Common subexpression elimination explained

APS CU7.3 improves query performance with common subexpression elimination in SQL query optimizer. The improvement improves queries in two ways. The first benefit is the ability to identify and eliminate such expressions help reduce SQL compilation time. The second and more important benefit is data movement operations for these redundant subexpressions are eliminated thus execution time for queries becomes faster.

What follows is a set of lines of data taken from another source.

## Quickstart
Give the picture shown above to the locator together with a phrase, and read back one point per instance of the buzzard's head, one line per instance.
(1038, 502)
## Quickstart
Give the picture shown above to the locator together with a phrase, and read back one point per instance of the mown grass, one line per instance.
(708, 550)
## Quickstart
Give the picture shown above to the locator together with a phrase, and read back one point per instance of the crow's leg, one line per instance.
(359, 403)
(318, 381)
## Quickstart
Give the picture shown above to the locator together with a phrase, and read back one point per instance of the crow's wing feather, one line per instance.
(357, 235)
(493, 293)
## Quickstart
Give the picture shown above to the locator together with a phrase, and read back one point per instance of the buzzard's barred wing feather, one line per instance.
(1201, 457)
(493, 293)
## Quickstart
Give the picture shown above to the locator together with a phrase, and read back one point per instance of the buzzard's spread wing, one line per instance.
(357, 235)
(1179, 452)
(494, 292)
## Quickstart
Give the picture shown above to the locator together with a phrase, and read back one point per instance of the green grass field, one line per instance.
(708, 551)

select top 100 asceding.rnk, i1.i_product_name best_performing, i2.i_product_name worst_performing
  from(select *
       from (select item_sk,rank() over (order by rank_col asc) rnk
             from (select ss_item_sk item_sk,avg(ss_net_profit) rank_col
                   from store_sales ss1
                   where ss_store_sk = 8
                   group by ss_item_sk
                   having avg(ss_net_profit) > 0.9*(select avg(ss_net_profit) rank_col
                                                    from store_sales
                                                    where ss_store_sk = 8
                                                      and ss_hdemo_sk is null
                                                    group by ss_store_sk))V1)V11
       where rnk  < 11) asceding,
      (select *
       from (select item_sk,rank() over (order by rank_col desc) rnk
             from (select ss_item_sk item_sk,avg(ss_net_profit) rank_col
                   from store_sales ss1
                   where ss_store_sk = 8
                   group by ss_item_sk
                   having avg(ss_net_profit) > 0.9*(select avg(ss_net_profit) rank_col
                                                    from store_sales
                                                    where ss_store_sk = 8
                                                      and ss_hdemo_sk is null
                                                    group by ss_store_sk))V2)V21
       where rnk  < 11) descending,
  item i1,
  item i2
  where asceding.rnk = descending.rnk
    and i1.i_item_sk=asceding.item_sk
    and i2.i_item_sk=descending.item_sk
  order by asceding.rnk
  ;

Consider the above query from TPC-DS benchmark tools. In the above query, the subquery is the same but the order by clause with rank() over function is sorted in two different ways. Previous to CU7.3, this subquery will get evaluated and executed twice, once for ascending order and once for descending order, incurring two data movement operations. After installing APS CU7.3, the subquery part will get evaluated once thus reducing data movement and finishing the query faster.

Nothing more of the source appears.